SYDNEY: The Bangladeshi mother of conjoined twins, separated last year in Australia, has flown to visit her daughters for the first time since the complex surgery, her husband said Saturday.
Lovely Mallick, 23, and her jute mill worker husband Kartik Chandra Mallick, 30, gave up the twins Trishna and Krishna after their birth three years ago because there was no way the poor couple could care for the sickly newborns.
Last November, the twins hit headlines after they were separated by doctors in a marathon 32-hour operation in Australia to divide their connected skulls, brains and blood vessels and allow them to lead separate lives.
Lovely Mallick flew last week on a three-month visa to Australia to see her daughters for the first time since the operation, her husband said.
The children now are being looked after by their legal guardian Moira Kelly who heads the Melbourne-based charity Children First Foundation.
“My wife called me yesterday (Friday). She was overwhelmed with joy to see our daughters talking and walking for the first time,” her husband Kartik Mallick told AFP.
“I also talked to Trishna and Krishna. I don't know how I can express my gratitude,” he said.
Trishna and Krishna were brought to Melbourne in 2007 after they were discovered in the Dhaka orphanage by Australian aid workers who realised they faced certain death unless they received intensive medical care.
A Bangladeshi businessman funded Lovely Mallick's trip to Australia, her husband said, adding he felt saddened that money did not permit him to accompany his wife.
The girls were born in December 2006 and six weeks later the impoverished Mallicks placed them in the Dhaka orphanage.
Kartik Mallick said he did not know how long his wife would be away.
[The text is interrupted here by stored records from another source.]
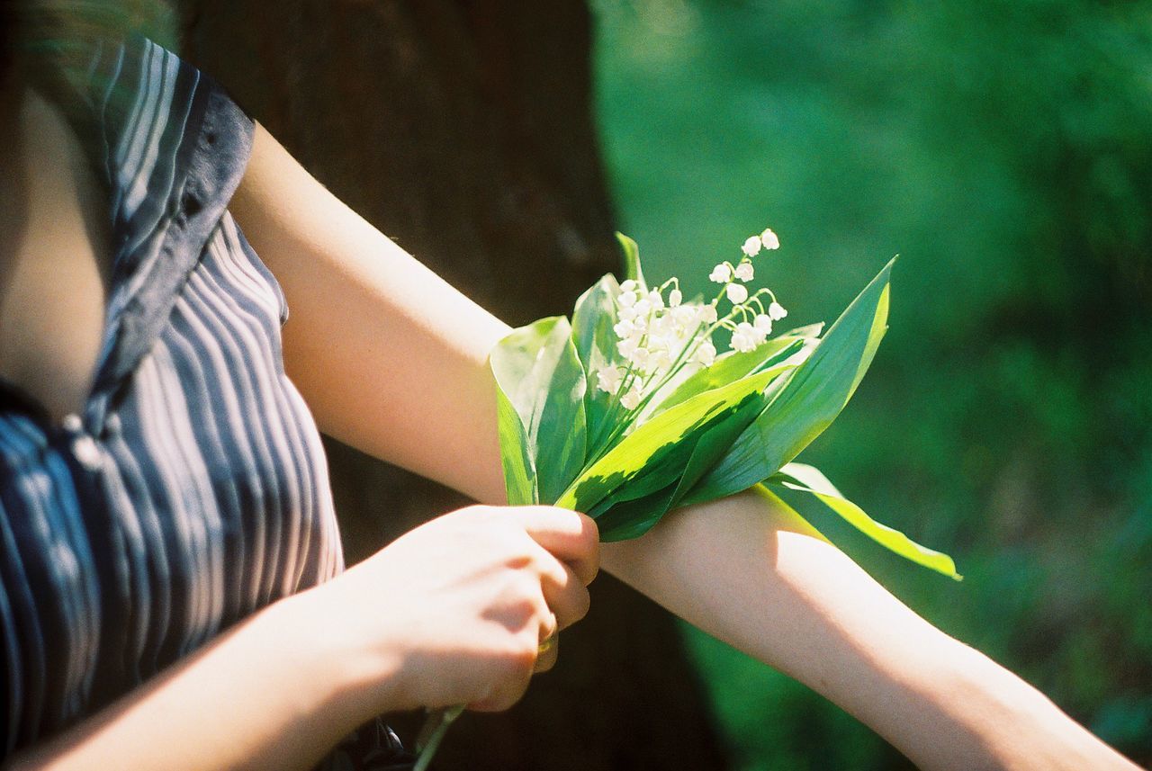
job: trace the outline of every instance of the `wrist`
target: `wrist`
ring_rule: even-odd
[[[361,619],[338,602],[335,581],[339,578],[286,597],[265,612],[272,644],[295,659],[294,671],[309,694],[304,708],[331,715],[351,730],[403,708],[397,689],[402,657],[357,634]]]

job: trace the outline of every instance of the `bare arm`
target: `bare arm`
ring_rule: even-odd
[[[502,501],[486,358],[507,327],[336,200],[263,129],[233,211],[285,287],[287,365],[321,428]],[[602,554],[609,571],[825,694],[924,768],[1132,768],[766,494],[679,511]]]

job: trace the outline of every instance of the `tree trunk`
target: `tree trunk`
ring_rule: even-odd
[[[184,0],[184,54],[336,196],[511,323],[619,265],[584,2]],[[464,501],[329,442],[350,562]],[[562,655],[437,768],[721,769],[673,619],[609,577]],[[381,595],[381,612],[387,612]],[[394,724],[411,741],[419,716]]]

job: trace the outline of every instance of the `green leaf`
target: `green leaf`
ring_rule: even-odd
[[[505,490],[508,503],[524,506],[539,503],[536,488],[536,464],[529,450],[528,434],[520,422],[516,409],[497,388],[497,430],[500,435],[500,460],[503,464]]]
[[[736,409],[749,395],[760,394],[775,376],[772,372],[750,375],[699,394],[642,423],[583,472],[556,505],[589,511],[626,480],[674,451],[685,436],[707,427],[718,413]]]
[[[581,295],[573,313],[573,343],[576,354],[584,365],[586,387],[584,390],[584,415],[588,437],[592,441],[600,435],[608,412],[612,394],[597,388],[597,374],[608,366],[622,366],[623,358],[616,350],[616,334],[612,326],[616,319],[616,297],[620,284],[608,274]],[[596,450],[596,448],[589,448]]]
[[[835,420],[887,330],[892,265],[888,262],[852,300],[780,395],[685,503],[720,498],[767,479]]]
[[[719,357],[710,367],[697,369],[682,381],[675,390],[666,396],[653,414],[664,412],[684,399],[689,399],[697,394],[719,388],[725,383],[740,380],[757,372],[765,372],[775,365],[778,374],[783,374],[794,369],[803,359],[797,357],[796,361],[787,359],[804,351],[804,339],[799,337],[776,337],[767,341],[764,345],[752,351],[730,351]]]
[[[952,557],[922,547],[900,530],[876,521],[864,513],[863,509],[846,498],[818,468],[804,464],[790,463],[773,474],[768,482],[812,495],[828,506],[828,509],[840,514],[846,522],[877,543],[895,551],[901,557],[912,560],[917,565],[943,573],[957,581],[961,580],[962,577],[956,572],[956,563],[952,560]]]
[[[647,291],[647,284],[644,283],[644,272],[641,269],[641,247],[622,232],[616,232],[616,241],[620,242],[624,252],[624,278],[631,278],[644,291]]]
[[[515,329],[497,344],[490,361],[507,403],[498,417],[509,498],[523,495],[528,479],[533,481],[533,503],[555,501],[584,465],[586,386],[571,327],[563,316],[551,316]]]

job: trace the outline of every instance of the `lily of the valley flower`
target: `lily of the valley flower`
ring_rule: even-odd
[[[748,289],[744,284],[728,284],[725,287],[725,292],[728,295],[728,301],[733,305],[740,305],[748,299]]]
[[[708,274],[708,280],[717,282],[718,284],[726,284],[732,281],[732,267],[727,262],[721,262],[717,267],[712,268],[712,273]]]
[[[626,410],[636,410],[652,392],[668,382],[673,368],[685,365],[712,366],[718,357],[712,333],[718,327],[732,330],[732,348],[748,352],[761,345],[774,321],[788,312],[775,301],[775,296],[761,289],[750,299],[744,285],[756,276],[751,258],[761,250],[779,249],[780,241],[771,229],[749,237],[741,250],[744,255],[735,266],[723,261],[712,268],[708,278],[723,284],[720,297],[732,304],[723,319],[717,310],[717,297],[711,303],[684,304],[684,296],[676,278],[658,289],[646,290],[635,280],[620,284],[616,297],[616,351],[622,366],[606,366],[597,372],[597,388],[619,396]],[[667,301],[664,291],[668,289]],[[760,295],[772,297],[767,310]],[[738,321],[737,321],[738,320]]]
[[[748,241],[745,241],[744,245],[741,246],[740,249],[749,257],[756,257],[757,254],[760,253],[760,237],[749,236]]]

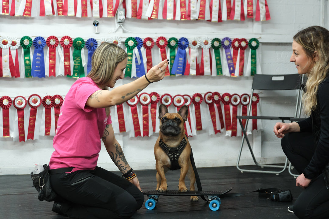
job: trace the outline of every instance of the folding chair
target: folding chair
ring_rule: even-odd
[[[241,142],[241,147],[238,157],[238,160],[237,162],[237,168],[241,172],[249,172],[257,173],[274,173],[278,174],[282,172],[287,168],[288,163],[288,158],[286,158],[284,165],[283,166],[276,165],[261,164],[258,163],[256,161],[255,155],[253,152],[252,149],[250,145],[249,140],[247,136],[246,130],[248,125],[248,121],[250,119],[264,120],[281,120],[283,122],[284,122],[285,120],[293,121],[294,120],[297,120],[297,112],[299,109],[300,114],[300,98],[301,93],[301,84],[302,77],[298,74],[292,74],[289,75],[255,75],[254,76],[254,79],[253,80],[252,85],[251,88],[251,97],[253,96],[253,94],[255,90],[267,90],[272,91],[285,90],[297,90],[297,101],[296,101],[296,109],[295,115],[293,117],[283,117],[283,116],[250,116],[251,108],[251,102],[252,98],[250,98],[248,109],[247,111],[247,116],[238,116],[237,118],[239,120],[240,125],[242,129],[243,133],[243,136],[242,138],[242,141]],[[241,120],[245,119],[246,120],[245,126],[244,127],[242,123]],[[250,153],[253,159],[255,164],[257,165],[263,167],[277,167],[281,169],[277,171],[275,170],[252,170],[242,169],[239,166],[239,163],[242,152],[244,140],[248,144]],[[290,166],[291,166],[291,164]],[[290,173],[290,169],[289,169]],[[292,173],[291,173],[292,175]]]

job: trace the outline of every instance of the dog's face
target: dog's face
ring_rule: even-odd
[[[160,132],[165,136],[176,136],[185,134],[184,123],[187,119],[188,108],[183,106],[178,113],[169,113],[165,105],[159,107]]]

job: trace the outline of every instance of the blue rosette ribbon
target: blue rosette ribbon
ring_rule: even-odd
[[[45,77],[43,48],[46,46],[46,40],[42,36],[37,36],[33,40],[33,46],[35,49],[31,75],[33,77]]]
[[[87,63],[87,74],[91,70],[91,57],[98,45],[97,40],[93,38],[89,38],[86,41],[86,47],[88,50],[88,60]]]
[[[144,67],[144,63],[143,60],[143,54],[142,53],[141,49],[143,47],[143,40],[140,38],[136,37],[135,37],[136,41],[137,41],[137,46],[136,48],[138,51],[138,54],[136,54],[135,56],[135,61],[136,62],[136,77],[140,77],[145,74],[145,68]]]
[[[171,69],[172,75],[184,75],[186,66],[186,48],[189,46],[189,40],[184,37],[178,40],[178,48]]]
[[[224,37],[222,40],[222,46],[225,51],[226,60],[227,61],[227,65],[228,66],[230,75],[234,74],[235,72],[234,64],[233,62],[232,55],[231,53],[231,47],[232,46],[232,40],[228,37]]]

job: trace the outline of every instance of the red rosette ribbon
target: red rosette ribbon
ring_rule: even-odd
[[[225,127],[226,131],[232,130],[232,124],[231,122],[231,112],[230,109],[230,99],[231,95],[228,93],[225,93],[222,95],[220,100],[224,105],[224,115],[225,117]]]
[[[167,52],[166,52],[165,48],[168,45],[168,41],[165,37],[160,36],[157,39],[157,46],[159,48],[160,50],[160,53],[161,55],[161,60],[167,59]],[[169,74],[169,69],[168,66],[165,69],[165,72],[164,76],[167,76],[170,75]]]
[[[61,112],[61,107],[63,104],[64,100],[63,98],[60,95],[56,94],[53,96],[51,98],[51,102],[54,105],[54,111],[55,114],[55,129],[56,133],[57,133],[57,121],[60,117],[60,113]]]
[[[8,96],[3,96],[0,98],[0,107],[2,108],[2,136],[10,137],[9,108],[13,104],[12,99]]]
[[[133,125],[135,131],[135,137],[141,136],[139,120],[137,112],[137,104],[138,103],[138,97],[136,95],[126,102],[129,106],[131,112]]]
[[[259,102],[259,95],[254,93],[251,98],[251,115],[253,116],[257,116],[257,104]],[[257,129],[257,120],[252,120],[252,130]]]
[[[45,135],[50,135],[51,127],[51,107],[54,106],[51,96],[47,95],[42,99],[42,105],[44,107]]]
[[[149,118],[151,115],[148,113],[148,105],[151,103],[151,96],[146,93],[143,93],[139,95],[139,102],[142,105],[142,114],[143,119],[143,136],[149,136],[150,120]]]
[[[41,97],[38,94],[31,94],[27,99],[27,103],[31,108],[30,111],[29,127],[27,129],[27,139],[34,139],[36,122],[38,115],[38,108],[41,105]],[[37,130],[38,132],[38,130]]]
[[[152,48],[154,46],[154,41],[150,37],[147,37],[144,39],[143,45],[145,48],[146,52],[146,66],[147,72],[153,66],[152,63]]]
[[[201,109],[200,104],[202,102],[203,98],[201,94],[195,93],[192,97],[192,102],[194,104],[194,112],[195,115],[195,123],[196,130],[202,130],[202,121],[201,120]]]
[[[63,47],[64,55],[64,75],[71,75],[71,47],[73,45],[72,38],[68,36],[64,36],[61,39],[61,45]]]
[[[237,94],[233,94],[230,98],[230,102],[232,105],[232,133],[231,136],[237,136],[238,120],[238,106],[240,104],[240,96]]]
[[[215,106],[214,104],[214,99],[213,99],[213,93],[207,92],[204,95],[205,102],[208,105],[208,108],[210,115],[210,118],[214,127],[215,134],[220,132],[220,130],[217,130],[217,124],[216,120],[216,110]]]
[[[24,125],[24,108],[26,106],[26,99],[24,97],[17,96],[13,100],[14,106],[17,110],[18,138],[19,142],[25,141],[25,128]],[[16,129],[14,129],[17,130]]]
[[[153,131],[155,132],[155,123],[156,121],[157,111],[158,110],[157,104],[160,101],[160,95],[156,92],[151,92],[151,119],[152,120]]]

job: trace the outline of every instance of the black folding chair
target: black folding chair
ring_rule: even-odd
[[[238,157],[238,161],[237,162],[237,168],[238,169],[243,172],[248,172],[257,173],[274,173],[279,174],[282,172],[287,168],[288,163],[288,158],[286,158],[286,161],[284,165],[261,164],[256,161],[255,155],[253,152],[252,149],[250,145],[248,136],[247,136],[246,130],[247,127],[248,121],[249,120],[281,120],[283,122],[284,122],[285,120],[289,120],[293,121],[298,120],[297,118],[300,116],[300,99],[301,94],[301,85],[302,82],[302,77],[298,74],[292,74],[289,75],[255,75],[254,76],[254,79],[253,80],[252,85],[251,88],[251,93],[250,97],[253,96],[254,91],[257,90],[267,90],[272,91],[285,90],[295,90],[297,92],[297,101],[296,101],[296,109],[294,116],[250,116],[251,108],[252,98],[250,98],[249,105],[248,106],[248,109],[247,111],[247,116],[238,116],[237,118],[239,120],[240,125],[242,129],[243,136],[242,138],[242,141],[241,145],[239,152]],[[298,111],[298,109],[299,111]],[[299,112],[299,115],[298,115]],[[245,124],[244,126],[242,123],[242,120],[246,119]],[[240,168],[239,166],[240,160],[241,158],[241,154],[242,152],[243,145],[245,140],[248,144],[248,147],[253,159],[255,164],[257,165],[263,167],[277,167],[280,168],[280,170],[276,171],[275,170],[260,170],[249,169],[242,169]],[[290,165],[291,167],[291,165]],[[292,175],[293,174],[290,172],[289,169],[289,172]]]

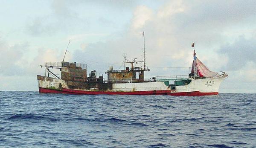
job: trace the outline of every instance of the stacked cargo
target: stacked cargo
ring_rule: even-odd
[[[86,69],[83,70],[80,67],[77,67],[75,63],[64,62],[61,67],[61,79],[62,80],[86,82],[87,81]]]

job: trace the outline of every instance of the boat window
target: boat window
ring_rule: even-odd
[[[175,86],[182,86],[186,85],[190,83],[191,80],[176,80],[175,81],[174,84]]]

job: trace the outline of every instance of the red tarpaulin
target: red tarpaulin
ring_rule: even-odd
[[[195,63],[195,65],[194,63]],[[194,73],[194,67],[195,66],[197,69],[197,75],[200,77],[212,77],[219,76],[218,73],[212,72],[209,70],[209,68],[204,65],[195,56],[194,57],[194,61],[192,64],[192,70],[191,73]]]

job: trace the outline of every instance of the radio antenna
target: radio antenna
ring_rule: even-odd
[[[64,59],[65,59],[65,56],[66,56],[66,53],[67,53],[67,48],[68,48],[68,46],[70,44],[70,41],[68,42],[68,44],[67,44],[67,49],[66,49],[66,52],[65,52],[65,55],[64,55],[64,58],[63,58],[63,61],[64,61]]]

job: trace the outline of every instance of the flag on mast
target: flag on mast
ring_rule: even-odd
[[[191,44],[191,46],[194,48],[194,47],[195,46],[195,42],[192,43],[192,44]]]

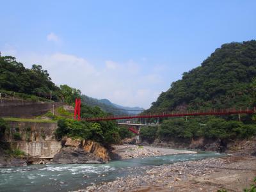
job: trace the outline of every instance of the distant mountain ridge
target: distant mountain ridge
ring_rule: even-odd
[[[144,111],[142,108],[122,106],[112,103],[106,99],[97,99],[85,95],[82,95],[82,102],[90,106],[98,106],[103,111],[115,115],[136,115]]]
[[[147,111],[253,106],[255,78],[256,40],[223,44],[173,82]]]

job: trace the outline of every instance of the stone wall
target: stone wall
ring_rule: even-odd
[[[0,105],[0,117],[28,118],[42,115],[64,104],[61,102],[20,103],[20,101],[6,101]]]
[[[5,135],[12,149],[19,148],[33,157],[50,159],[61,148],[61,142],[54,138],[56,123],[9,122],[10,130]],[[19,132],[21,140],[13,134]]]

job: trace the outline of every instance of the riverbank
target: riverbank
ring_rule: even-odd
[[[235,155],[146,167],[142,172],[77,191],[242,191],[256,176],[256,157]]]
[[[149,146],[138,146],[124,144],[112,146],[112,152],[116,154],[121,159],[130,158],[143,158],[147,157],[174,155],[178,154],[195,154],[196,152],[176,150],[167,148],[159,148]]]

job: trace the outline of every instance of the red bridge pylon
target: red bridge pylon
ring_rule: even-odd
[[[74,111],[74,119],[80,120],[81,99],[76,99],[75,110]]]

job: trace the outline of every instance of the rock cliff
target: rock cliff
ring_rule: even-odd
[[[102,163],[109,159],[107,149],[97,142],[64,138],[63,147],[52,160],[54,163]]]

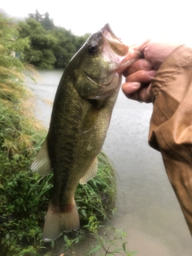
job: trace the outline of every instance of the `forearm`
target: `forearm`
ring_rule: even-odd
[[[151,85],[150,145],[161,151],[192,234],[192,49],[177,48]]]

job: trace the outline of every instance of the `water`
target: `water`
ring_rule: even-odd
[[[37,101],[35,112],[47,127],[62,70],[40,71],[27,79]],[[182,213],[167,178],[161,154],[147,144],[152,105],[128,100],[120,91],[104,151],[118,174],[116,228],[127,234],[137,256],[190,256],[192,244]]]

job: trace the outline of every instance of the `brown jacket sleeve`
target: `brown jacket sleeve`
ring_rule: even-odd
[[[192,235],[192,49],[177,48],[152,82],[149,143],[160,150]]]

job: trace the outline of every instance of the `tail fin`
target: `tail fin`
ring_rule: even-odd
[[[57,239],[63,230],[69,232],[79,228],[79,218],[75,202],[62,211],[50,202],[43,229],[43,239],[50,242]]]

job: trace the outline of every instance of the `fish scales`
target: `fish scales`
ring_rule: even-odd
[[[97,172],[122,82],[123,69],[140,58],[114,34],[109,25],[87,39],[59,82],[46,139],[31,170],[54,171],[54,189],[43,229],[46,242],[62,230],[79,228],[74,193]]]

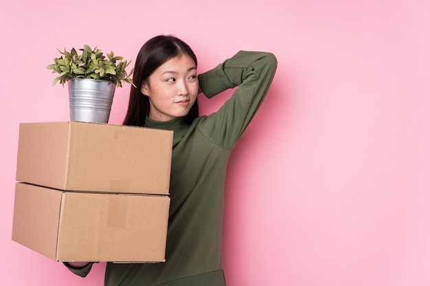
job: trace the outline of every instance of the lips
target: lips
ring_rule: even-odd
[[[187,105],[188,104],[188,102],[190,102],[190,99],[183,99],[183,100],[179,100],[177,102],[174,102],[175,104],[179,104],[179,105]]]

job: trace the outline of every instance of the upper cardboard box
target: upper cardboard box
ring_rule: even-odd
[[[67,191],[168,194],[173,132],[21,123],[16,180]]]

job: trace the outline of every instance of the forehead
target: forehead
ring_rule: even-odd
[[[188,73],[192,69],[196,69],[194,60],[189,56],[181,54],[164,62],[154,71],[154,73],[161,75],[165,73]]]

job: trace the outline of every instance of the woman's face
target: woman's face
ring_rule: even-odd
[[[158,67],[142,85],[142,93],[149,97],[149,118],[167,121],[185,116],[199,93],[194,61],[183,54]]]

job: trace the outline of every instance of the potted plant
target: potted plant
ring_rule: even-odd
[[[79,51],[58,50],[62,56],[47,67],[58,73],[52,85],[59,82],[64,86],[67,82],[71,121],[108,123],[115,88],[123,82],[134,86],[130,78],[133,69],[127,73],[130,62],[112,51],[106,58],[100,49],[87,45]]]

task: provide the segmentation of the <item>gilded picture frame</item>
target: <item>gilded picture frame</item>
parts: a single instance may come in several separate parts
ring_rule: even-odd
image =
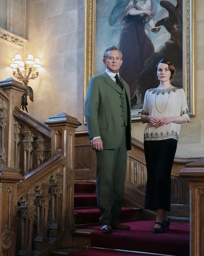
[[[100,0],[100,1],[101,1]],[[116,1],[115,0],[115,3]],[[171,1],[174,1],[174,0]],[[193,117],[195,116],[195,1],[193,0],[177,0],[177,2],[178,1],[182,1],[183,8],[183,54],[182,59],[183,62],[182,63],[182,73],[183,74],[180,76],[182,76],[182,85],[183,85],[183,88],[186,93],[190,116]],[[113,0],[109,2],[111,4],[114,2]],[[101,9],[99,9],[100,6],[97,6],[97,4],[100,1],[98,0],[86,0],[85,2],[84,101],[86,96],[89,81],[92,76],[96,74],[96,63],[97,61],[102,62],[101,54],[100,53],[100,57],[98,57],[96,55],[96,48],[99,49],[99,46],[97,45],[96,36],[98,32],[96,30],[97,26],[98,27],[99,26],[98,25],[97,26],[98,20],[96,11],[97,8],[100,12],[98,12],[98,13],[100,13],[101,12],[100,11]],[[114,3],[113,5],[114,5]],[[100,17],[102,17],[102,15],[103,13]],[[111,45],[107,45],[107,47]],[[101,47],[100,47],[100,48]],[[105,49],[105,48],[100,50],[104,50]],[[140,121],[140,116],[142,110],[141,106],[140,108],[131,107],[132,122]],[[84,121],[86,122],[85,120]]]

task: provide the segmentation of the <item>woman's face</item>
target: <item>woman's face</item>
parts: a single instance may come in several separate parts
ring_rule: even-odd
[[[157,75],[158,79],[162,82],[166,82],[170,79],[172,73],[168,69],[168,64],[159,63],[157,67]]]

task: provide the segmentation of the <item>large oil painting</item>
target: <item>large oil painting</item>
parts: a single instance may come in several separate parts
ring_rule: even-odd
[[[174,64],[172,83],[183,87],[194,116],[194,2],[86,0],[84,98],[90,77],[104,71],[104,51],[115,45],[123,53],[120,74],[130,86],[132,122],[140,120],[145,92],[158,85],[155,66],[163,58]]]

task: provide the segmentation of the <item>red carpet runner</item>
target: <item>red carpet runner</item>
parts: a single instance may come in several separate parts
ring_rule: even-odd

The girls have amazed doctors with their recovery from surgery. Although they were given only a 25 percent chance of both surviving the separation surgery without brain damage, the pair have a shown remarkable resilience.
Lovely Mallick has spoken of her delight that her children survived the risky operation, which was hailed as a miracle and a great medical success, but said she wanted them to stay in Australia for a better life.
She told AFP last year she wanted to talk with her daughters and to hold them in “my lap just for a moment”.
Mallick also said he wants the girls to have a better life in Australia.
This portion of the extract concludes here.